Nicolai: Definitely. That's a good point because there is a slight difference between algorithmic bias and data bias. Algorithmic biases are more about deterministic algorithms and rule-based algorithms, which can inevitably introduce some different biases in the way predictions are made. There is also a data bias, meaning that there is a discrepancy between the distributions for different underrepresented groups and how those distributions are different when we think of the entire data sample. We don’t want that. Think of this as unsupervised learning.

We have high dimensional distribution, but when we project that distribution into a class, which may be underrepresented, the distribution is different and we should never allow that. The problem is that data does not only go to Machine Learning Engineers. We develop some algorithms and test for biases. We are doing a lot of work with the team to encourage people to test for biases, but at the same time, they know how to test for that. Think of those data sets which are heavily imbalanced against underrepresented groups, going to test engineers, marketing teams, and sales teams.

Those are not ML engineers. They don't necessarily have algorithms to test for biases. And they use those data sets to potentially make decisions, which is not great. We work hard to identify and mitigate biases in data by means of synthetic data, using the world’s first open-source project. You can use synthetic data to balance those underrepresented groups and make sure that you treat everybody equally. Synthetic data is a great application for rebalancing these groups and making sure the data set is representing all groups, even ones in the original data set that are underrepresented so they can be represented well in the synthetic data set.

Simon: We’re certainly trying to improve the state of bias and fairness within data. It’s a difficult goal to try and resolve, and we don’t know how possible it is yet. But you can certainly look at ways you can use synthetic data to change the original biased data that you're working with.

Vincent: In the future, you could have potential investigations where you have to compare your actual observations with synthetic data, which is supposed to be perfect or unbiased, so good decisions could be made based on how much bias is found compared to the synthetic data.

What's the most interesting topic you want to cover in your blog on ML techniques?

Vincent: Synthetic data is one part of it, and then there is explainable AI, which includes interpretable machine learning.
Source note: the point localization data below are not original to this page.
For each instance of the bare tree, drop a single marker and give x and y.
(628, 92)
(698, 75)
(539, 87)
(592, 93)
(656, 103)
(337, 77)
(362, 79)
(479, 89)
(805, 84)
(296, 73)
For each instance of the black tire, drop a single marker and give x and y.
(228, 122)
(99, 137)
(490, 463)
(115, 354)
It looks similar to deep neural networks but different in the sense that you get answers that are easier to interpret.

What are your three favorite machine learning books?
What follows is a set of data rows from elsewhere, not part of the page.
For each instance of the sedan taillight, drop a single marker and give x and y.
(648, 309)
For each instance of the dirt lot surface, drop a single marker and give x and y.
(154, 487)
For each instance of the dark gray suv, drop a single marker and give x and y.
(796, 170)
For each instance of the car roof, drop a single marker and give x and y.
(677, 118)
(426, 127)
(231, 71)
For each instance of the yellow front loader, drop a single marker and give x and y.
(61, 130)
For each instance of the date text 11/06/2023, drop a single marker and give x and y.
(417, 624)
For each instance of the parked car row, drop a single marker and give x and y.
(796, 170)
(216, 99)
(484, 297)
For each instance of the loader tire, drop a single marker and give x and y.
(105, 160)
Vincent: Recently I published a new list of more than 10 books that are modern and popular. One is called Probabilistic Machine Learning. There are many books that are self-published now, that are much less academic in style. I will share the rest.

And what are the most interesting releases or events you’re looking forward to this year in ML?

Vincent: There are books that I'm writing. I have plenty of time to summarize all the research I've been doing for decades. There will be a new book around Intuitive Machine Learning. It'll discuss new approaches in machine learning, focusing on simplicity and efficiency. And a lot of the things I'm doing are related to video and images. One exciting project that I have in mind is to create a synthetic video. I would like to make a mathematically generated soundtrack that is related to the data from the video. I don’t think anyone has ever done that.